Brandeis: year in review

Brandeis remained a busy and vibrant community in 2018. Amid the busyness that engrosses us throughout holiday and finals seasons, as we near the end of the year, let’s not forget to take a moment to look back at the events that shaped our community in 2018.

The events discussed in this editorial are by no means exhaustive; Brandeis is far too dynamic an institution. The events of 2018 included here are simply those which stood out to us among the many important events happening every day on this campus. The list includes the good, the bad and the ugly. So let’s start with the ugly.

Last spring, Brandeis’ basketball coach Brian Meehan was fired after a Deadspin article made his racist behavior public. After acknowledging the shortcomings of a university investigation into the matter, President Ron Liebowitz appointed independent investigators who produced two reports. The first, published in September, explored the issues surrounding Meehan, and the second, published in November, explored the campus climate.

Another major controversy in the spring surrounded the cancellation of several performances of a campus theater production. Four out of five performances of “And Then There Were None” were cancelled after faculty members emailed a complaint to producers over the play’s racist history. The play was based on an Agatha Christie novel originally titled “Ten Little N*s.”

The ugly aside, 2018 saw changes to campus life which should be applauded. The mailroom increased efficiency and ease when Swiss Post Solutions became the new mailroom partner, one of the most productive improvements this year. Brandeis’ first food pantry opened in Kutz Hall to help address campus food insecurity. The pantry functions alongside a new program at the library which allows students to donate food to the pantry to cover outstanding library fines.

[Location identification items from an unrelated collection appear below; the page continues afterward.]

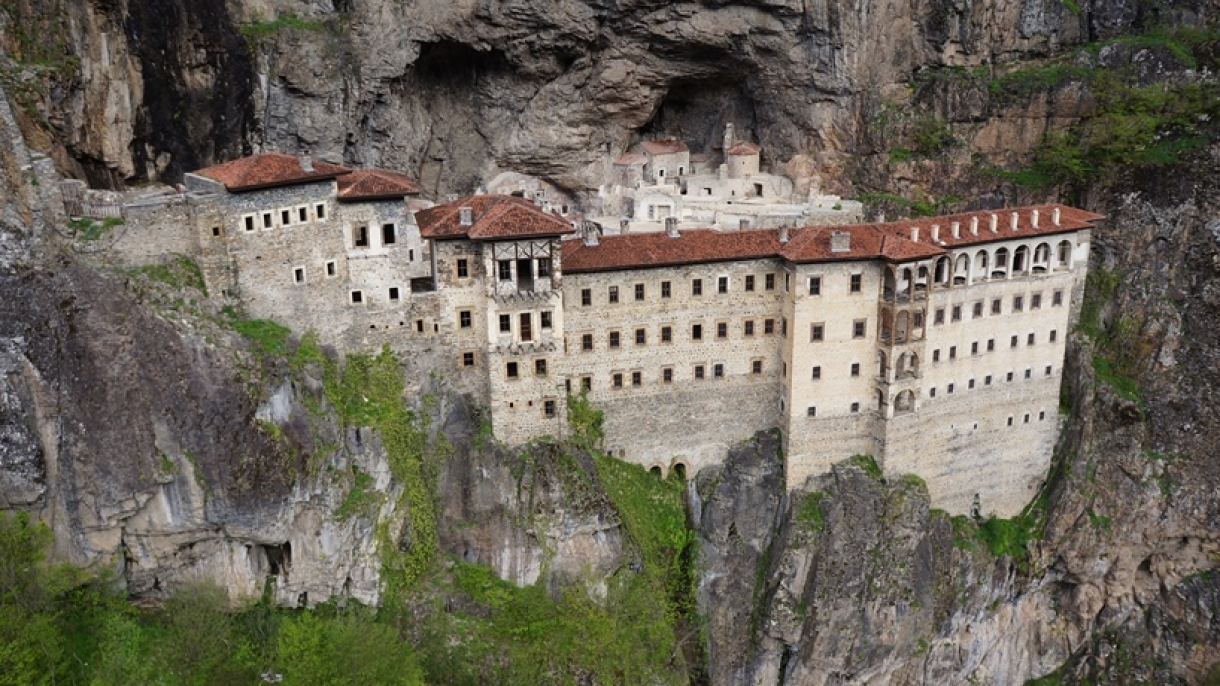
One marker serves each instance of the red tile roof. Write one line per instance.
(375, 184)
(665, 147)
(743, 148)
(889, 242)
(492, 217)
(269, 170)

One event students will likely remember was a public safety concern in the Foster Mods residence hall. On Oct. 12, emergency response teams surrounded the Mods residence after uncovering sodium cyanide, a lethal chemical. A hazmat team promptly removed the substance while police officers, BEMCo and DCL staff evacuated students and kept them at a safe distance.

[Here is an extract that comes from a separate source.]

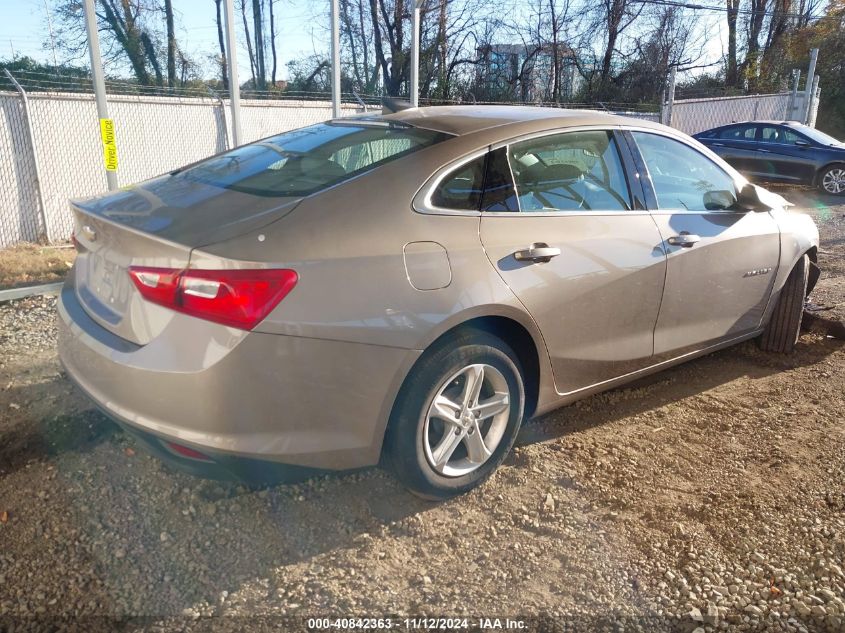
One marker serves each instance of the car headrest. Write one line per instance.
(550, 173)
(324, 166)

After first breaking ground in spring 2017, Skyline opened its doors to its first round of residents this fall. Neighboring the remaining iconic wing of the castle that contains Chums, the new residence hall will house future generations of Brandeis students.

Sustainability played a major role in campus life this past year. Overall, Brandeis made strides in reducing its carbon footprint and is on track to meet its goal of 15 percent reduction by 2020. Students can now take advantage of LimeBikes on campus and the new lighting in the Shapiro Campus Center (SCC) that got a much-needed LED upgrade.

2018 also saw Liebowitz—who has now served as university president for two years—lay out his framework for Brandeis’ future. The framework, which aims to bring university programs in line with Brandeis’ mission and the institution’s financial capabilities, will facilitate the appointment of several task forces and creates the prospect of change in 2019 and beyond.

As always, Brandeis students upheld the university’s commitment to social justice with protests across campus that responded to the political climate and social movements in the larger world. In the spring semester, hundreds of students walked out in solidarity with the victims of the school shooting in Parkland, FL. Later that semester, the newly established Brandeis Never Again held a rally to support gun control reform, coinciding with a national walkout day to mark the anniversary of the Columbine shooting.

This semester, students in #BrandeisBelieveSurvivors held several demonstrations against sexual assault and to stand in solidarity with survivors. They interrupted various classrooms and held a sit-in in the SCC atrium to raise awareness. Students also rallied in November for trans rights, and this month many librarians were joined by supportive students and faculty in a march to Bernstein-Marcus to fight for a fair contract.

Petitions and open letters to the administration were abundant. In addition to those associated with previously mentioned campus demonstrations, a letter called on the administration to host an open forum on the topic of accessibility and a petition requesting Liebowitz to endorse the idea of a Massachusetts Carbon Tax. An open forum on accessibility is expected to take place in 2019. The carbon tax petition has yet to receive a response.

2018 saw productive engagement between advocates of divestment and the Board of Trustees. Though students continue to call for all investments to be removed from fossil fuels, changes in investment policies announced in November saw some progress on this front.

And lastly, as of this week, two first-year residence halls now house electric keyboards, after a lengthy dispute in the Student Union.